Menurut Direktur Aneka Energi Baru Terbarukan Kementerian ESDM Andriah Feby Misna, ada rencana phase-down atau menghentikan secara bertahap penggunaan batubara. Caranya ialah dengan menghentikan operasi lebih dini pembangkit listrik tenaga uap (PLTU).
”Untuk transisi energi, kita akan memanfaatkan energi baru dan terbarukan sebagai alternatif pengganti batubara. Kita punya banyak potensi EBT, seperti biofuel atau green hydrogen,” tutur Andriah.
Andriah menambahkan, pihaknya saat ini sedang menyusun peta jalan ”pensiun dini” PLTU di Indonesia. Menurut rencana, paling tidak ada satu proyek percontohan PLTU yang bakal dihentikan operasinya lebih dini.
Untuk mengantisipasi perubahan pada ”pensiun dini” PLTU tersebut, menurut Widhyawan, pemerintah perlu memperhatikan konteks sosial ekonomi, terutama menyangkut para pekerja di industri batubara. Cara yang bisa dilakukan pemerintah adalah memberikan pendampingan dan insentif pada mereka yang terdampak.
”Selain menjadi tantangan, ini menjadi peluang. Pemerintah perlu memfasilitasi para pekerja ini untuk beralih kecakapan agar bisa menangani sektor energi bersih,” ujarnya.
Upaya pemerintah
Koordinator Ketenagalistrikan Direktorat Ketenagalistrikan, Telekomunikasi, dan Informatika Bappenas Yusuf Suryanto mengatakan, ada dua kunci untuk mewujudkan Visi Indonesia 2045. Salah satunya meningkatkan pertumbuhan ekonomi sebesar 6 persen selama 2022-2045. Namun, pertumbuhan ekonomi triwulan II-2022 baru mencapai 5,44 persen.
Meski demikian, Yusuf optimistis target tersebut tercapai. Strateginya dengan melakukan transformasi ekonomi melalui ekonomi hijau. Di dalam ekonomi hijau ada proses transisi energi. ”Transisi energi dengan transisi listrik Indonesia, antara lain, dengan dekarbonisasi, perluasan elektrifikasi kendaraan listrik, reformasi kebijakan tarif dan harga, efisiensi energi, dan lokalisasi teknologi,” ucapnya.

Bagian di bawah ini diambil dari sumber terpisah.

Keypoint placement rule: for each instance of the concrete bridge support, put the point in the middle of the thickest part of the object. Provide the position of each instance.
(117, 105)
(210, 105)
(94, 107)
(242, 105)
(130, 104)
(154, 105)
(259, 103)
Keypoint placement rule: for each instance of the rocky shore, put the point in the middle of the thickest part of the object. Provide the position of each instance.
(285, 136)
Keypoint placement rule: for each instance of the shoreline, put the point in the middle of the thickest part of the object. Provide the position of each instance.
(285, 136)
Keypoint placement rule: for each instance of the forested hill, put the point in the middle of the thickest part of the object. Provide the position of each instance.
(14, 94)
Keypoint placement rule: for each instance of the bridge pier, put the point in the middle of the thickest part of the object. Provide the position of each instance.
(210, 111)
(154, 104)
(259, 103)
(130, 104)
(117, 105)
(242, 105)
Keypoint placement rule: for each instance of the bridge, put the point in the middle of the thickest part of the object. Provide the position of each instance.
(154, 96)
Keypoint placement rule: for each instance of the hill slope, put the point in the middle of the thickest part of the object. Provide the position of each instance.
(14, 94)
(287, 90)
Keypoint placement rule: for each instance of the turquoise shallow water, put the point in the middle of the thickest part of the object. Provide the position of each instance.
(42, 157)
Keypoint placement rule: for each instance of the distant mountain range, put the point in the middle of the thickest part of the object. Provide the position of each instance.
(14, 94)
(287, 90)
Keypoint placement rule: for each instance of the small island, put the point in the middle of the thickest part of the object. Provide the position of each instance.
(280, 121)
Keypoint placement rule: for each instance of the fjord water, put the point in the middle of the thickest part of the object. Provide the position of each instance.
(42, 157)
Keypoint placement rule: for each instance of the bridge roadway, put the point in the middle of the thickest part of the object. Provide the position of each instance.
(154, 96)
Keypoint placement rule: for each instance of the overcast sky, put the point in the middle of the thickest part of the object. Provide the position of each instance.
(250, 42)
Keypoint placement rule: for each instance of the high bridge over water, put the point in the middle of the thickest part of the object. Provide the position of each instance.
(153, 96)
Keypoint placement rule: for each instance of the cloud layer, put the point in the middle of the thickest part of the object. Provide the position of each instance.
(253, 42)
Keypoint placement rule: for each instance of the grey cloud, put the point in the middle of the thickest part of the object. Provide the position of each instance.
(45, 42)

Rencana-rencana itu akan dimasukkan dalam Rencana Pembangunan Jangka Panjang Nasional 2025-2045 dan Rencana Pembangunaan Jangka Menengah Nasional 2025-2030.
Adapun Kementerian ESDM berpatokan kepada Peraturan Presiden (Perpres) Nomor 112 Tahun 2022 tentang Percepatan Energi Terbarukan untuk Penyediaan Tenaga Listrik. Dalam perpres tersebut terdapat ketentuan tentang dukungan pemerintah untuk badan usaha berupa insentif. Insentif diberikan dalam bentuk fiskal maupun non-fiskal. Selain itu, Kementerian ESDM juga akan menyiapkan tujuh regulasi turunan dari perpres tersebut.
”Empat regulasi berupa peraturan menteri yang di antaranya berupa harga pembelian listrik dari pembangkit listrik energi. Tiga regulasi sisanya berupa keputusan menteri,” ujar Andriah.